The worst part of the recent, humiliating leak of Sony Pictures' servers isn't the hack itself, but how shamefully easy they made it. A new release by the (yet unidentified) hackers, obtained by Gawker, shows just how little Sony cared for the privacy of its people.

In a small file titled "Bonus.rar," hackers included a folder named "Password." It's exactly what it sounds like: 140 files containing thousands upon thousands of private passwords, virtually all of them stored in plaintext documents without protection of any kind.

Some seem personal in nature ("karrie's Passwords.xls") while others are wider in scope ("YouTube login passwords.xls").

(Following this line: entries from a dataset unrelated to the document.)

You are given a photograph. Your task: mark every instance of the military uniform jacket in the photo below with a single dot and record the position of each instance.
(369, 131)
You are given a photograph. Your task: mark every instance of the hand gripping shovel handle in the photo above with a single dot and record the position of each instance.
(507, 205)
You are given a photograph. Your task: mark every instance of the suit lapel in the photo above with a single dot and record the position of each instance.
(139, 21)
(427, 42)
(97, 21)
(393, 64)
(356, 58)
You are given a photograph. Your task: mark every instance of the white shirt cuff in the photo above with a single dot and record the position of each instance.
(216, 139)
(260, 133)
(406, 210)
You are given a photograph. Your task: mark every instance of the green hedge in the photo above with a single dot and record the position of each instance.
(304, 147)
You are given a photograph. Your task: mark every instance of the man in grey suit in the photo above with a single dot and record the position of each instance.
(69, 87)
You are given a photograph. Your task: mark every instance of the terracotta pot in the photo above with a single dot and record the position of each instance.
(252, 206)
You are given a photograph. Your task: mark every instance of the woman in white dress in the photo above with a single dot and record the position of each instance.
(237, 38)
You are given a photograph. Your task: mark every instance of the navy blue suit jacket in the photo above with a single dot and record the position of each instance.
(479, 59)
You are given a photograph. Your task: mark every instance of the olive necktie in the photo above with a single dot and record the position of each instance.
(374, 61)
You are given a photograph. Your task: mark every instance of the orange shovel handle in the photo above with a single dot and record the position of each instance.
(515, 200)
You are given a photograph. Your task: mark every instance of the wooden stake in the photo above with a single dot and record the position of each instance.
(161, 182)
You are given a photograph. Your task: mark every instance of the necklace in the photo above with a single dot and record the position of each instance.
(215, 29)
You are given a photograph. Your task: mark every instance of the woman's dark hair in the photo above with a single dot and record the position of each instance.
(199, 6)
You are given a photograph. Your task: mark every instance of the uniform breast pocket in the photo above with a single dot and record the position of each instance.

Many are tied to financial accounts like American Express, while others provide access to corporate voicemail accounts or internal servers, and come conveniently paired with full names, addresses, phone numbers, and emails.

A security researcher I spoke with, who requested to go unnamed, explained just how bad this is (very bad):

It's pretty common, I've seen, for large non-progressive organizations (older software dev shops, finance places) to have precariously old ways of thinking - like that "their firewall will save them".

I'm working on a client gig now with a financial organization that is literally vulnerable to exactly the same thing - huge, wide open, company-wide fileshares, where if some bad guy got a hold of access, they could just exfiltrate terabytes of data.

Passwords in plaintext? These guys are pretty bad - I don't think I've ever encountered this before. What's the point of using common password storage/hashing techniques if your staff is keeping all your passwords in plain text on open fileshares?

Shit, why bother having locks on the doors at all?

One software developer I spoke with (anonymously) who's also sifting through the leaks was stunned by Sony's lapse:

Sony's password security is, in a word, awful (although you've probably seen that from the archive!). There's several plaintext password files for both corporate accounts and employee's personal accounts. A lot of credentials for critical systems are stored in plaintext - haven't learnt from PSN hack in 2011 in that regard. A particularly good example of this is Password/Social Password Log.xlsx, which contains - you guessed it - the username and password for a lot of Sony's social media accounts.

"I'm not looking through for any nefarious purposes," he added, "just trying to figure out how on earth they managed to screw up this badly."